For our project, I gave her the "elevator pitch."
"It is great to see you again, Mr. Bloomberg. What you have done with this city is remarkable. What all New Yorkers have done to revitalize this city over and over again is tremendous. My new project will be a celebration of the enduring spirit and constant renewal of this city, and the world which it touches and transforms daily. It's called 'Flowers in the Cracks.' I'm working with Peter Corless, an author from California, on the first stages of the project. With your support, we can celebrate the great work unfolding all around us."
He could probably speak about any of his twenty favorite charities. And there are so many more in NYC alone that could use praise and recognition.
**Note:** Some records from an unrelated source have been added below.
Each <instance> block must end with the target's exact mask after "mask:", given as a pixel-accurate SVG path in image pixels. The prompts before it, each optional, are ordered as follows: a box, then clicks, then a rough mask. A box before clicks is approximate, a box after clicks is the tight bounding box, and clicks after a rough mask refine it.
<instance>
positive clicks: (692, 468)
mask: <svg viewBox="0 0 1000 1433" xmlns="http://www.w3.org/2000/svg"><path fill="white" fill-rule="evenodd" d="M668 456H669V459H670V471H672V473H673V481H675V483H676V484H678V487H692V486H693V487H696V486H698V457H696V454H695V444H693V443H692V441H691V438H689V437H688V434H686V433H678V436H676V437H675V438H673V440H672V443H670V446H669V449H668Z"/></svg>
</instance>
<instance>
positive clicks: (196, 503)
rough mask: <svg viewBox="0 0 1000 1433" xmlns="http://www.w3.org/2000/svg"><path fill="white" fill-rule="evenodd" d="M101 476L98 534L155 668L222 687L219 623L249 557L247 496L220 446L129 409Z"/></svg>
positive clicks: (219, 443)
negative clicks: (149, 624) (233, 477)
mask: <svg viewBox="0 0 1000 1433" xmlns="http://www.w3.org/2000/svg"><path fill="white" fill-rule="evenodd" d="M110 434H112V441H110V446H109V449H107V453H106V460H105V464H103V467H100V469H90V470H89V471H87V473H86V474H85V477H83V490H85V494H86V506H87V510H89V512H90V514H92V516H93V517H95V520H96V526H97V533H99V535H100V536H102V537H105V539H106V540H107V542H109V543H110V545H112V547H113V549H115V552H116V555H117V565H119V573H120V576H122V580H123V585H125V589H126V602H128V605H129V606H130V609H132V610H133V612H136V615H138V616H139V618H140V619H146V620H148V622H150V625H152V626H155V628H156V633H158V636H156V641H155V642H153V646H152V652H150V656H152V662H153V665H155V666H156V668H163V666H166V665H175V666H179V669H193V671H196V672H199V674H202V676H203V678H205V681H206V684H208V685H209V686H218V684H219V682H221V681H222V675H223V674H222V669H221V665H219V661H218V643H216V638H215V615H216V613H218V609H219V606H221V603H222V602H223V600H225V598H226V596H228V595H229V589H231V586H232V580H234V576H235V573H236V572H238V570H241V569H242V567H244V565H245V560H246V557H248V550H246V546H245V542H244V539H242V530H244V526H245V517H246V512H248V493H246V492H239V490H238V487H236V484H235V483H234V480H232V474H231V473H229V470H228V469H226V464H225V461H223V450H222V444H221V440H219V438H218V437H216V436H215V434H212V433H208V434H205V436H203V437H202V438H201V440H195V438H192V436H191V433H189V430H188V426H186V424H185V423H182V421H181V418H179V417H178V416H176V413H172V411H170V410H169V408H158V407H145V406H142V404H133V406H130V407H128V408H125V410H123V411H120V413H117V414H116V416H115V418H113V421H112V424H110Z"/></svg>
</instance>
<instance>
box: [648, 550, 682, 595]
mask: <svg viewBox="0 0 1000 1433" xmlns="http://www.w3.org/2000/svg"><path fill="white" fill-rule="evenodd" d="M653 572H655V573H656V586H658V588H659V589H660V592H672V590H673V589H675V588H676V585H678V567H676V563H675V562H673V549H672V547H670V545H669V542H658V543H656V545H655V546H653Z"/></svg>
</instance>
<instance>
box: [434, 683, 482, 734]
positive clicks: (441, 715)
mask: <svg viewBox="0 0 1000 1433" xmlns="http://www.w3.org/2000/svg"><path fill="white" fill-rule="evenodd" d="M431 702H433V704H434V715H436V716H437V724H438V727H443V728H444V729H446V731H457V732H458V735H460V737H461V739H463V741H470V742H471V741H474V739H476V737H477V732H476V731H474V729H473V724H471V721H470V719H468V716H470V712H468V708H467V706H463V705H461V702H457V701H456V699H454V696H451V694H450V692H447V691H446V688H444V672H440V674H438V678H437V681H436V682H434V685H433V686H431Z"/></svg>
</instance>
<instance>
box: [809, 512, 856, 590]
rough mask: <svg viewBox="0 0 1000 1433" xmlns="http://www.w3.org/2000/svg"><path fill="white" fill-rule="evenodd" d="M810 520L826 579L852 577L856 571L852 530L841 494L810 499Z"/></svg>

My own self? I wish to take the same story, and put the case before Mr. Gavin Newsom of San Francisco, who is looking to revitalize the Tenderloin and other challenged neighborhoods, and Mayor Galiotto of Mountain View. Not all at once. Step by step.

I even began to think about the fund raising opportunities for some non-profits. Use the project to frame their work, and donate of proceeds from artworks to support these programs further. A sort of "ad council" work.

We're going to start for now with some conceptualizations of how the project will actually pan out. I want to leave some creative surprises for you all to experience. I also cognitively give a nod to my own mortality. I will only get to experience, record and celebrate so much during my life and times. The rest will come from those who wish to be part of this all. To carry on the work to the next higher level.

Tonight, a dream was born in the darkness and limnal light. It was not even ours, really. Others have spoken about the Flowers in the Cracks before us. The trope and visual imagery have been around since the first time a natural flower poked its petals out from between two rocks, even long before humans laid down the first sidewalk or stone pavers. Our ideas and thoughts came to life under the stars, in a park, as dogs ran by happily baying, friends spoke deep truths and made each other laugh, and as bats whistled a cheery tune. Also, in our minds, there was a park bench, the sunshine, a seagull calling, the sounds of the sea crashing gently in the distance, and a dandelion pushing up from between the cracks in the sidewalk. It was all true, and it was all good.

The waning gibbous moon was swinging back earthwards from its apogee. The first call began at 7:15 pm. It lasted over two hours. The next call began at 9:31 pm Pacific Time. For me, the waning moon was just rising above the horizon at 9:32 pm in the east. For Ilona, it was half-past midnight. We spoke on and on until it was just after 3:00 am her time.

Our project began as a possibility of dreams, and Ilona went straight to bed. Straight to dreaming. I wonder what sort of dreams she'll have tonight. Good ones, for sure!

Meanwhile, it's 2:34 am for me. I still have some good work ahead of me for the web site I'm working on. Scheduling, project plans, and getting alignment on priorities.

My experiments on Joomla and Apache continue. I did indeed get the Xcode Tools, and even WebObjects, installed on my Macintosh. Another green dot on my checklist of things accomplished.

In the winter, the days are short and the nights are long.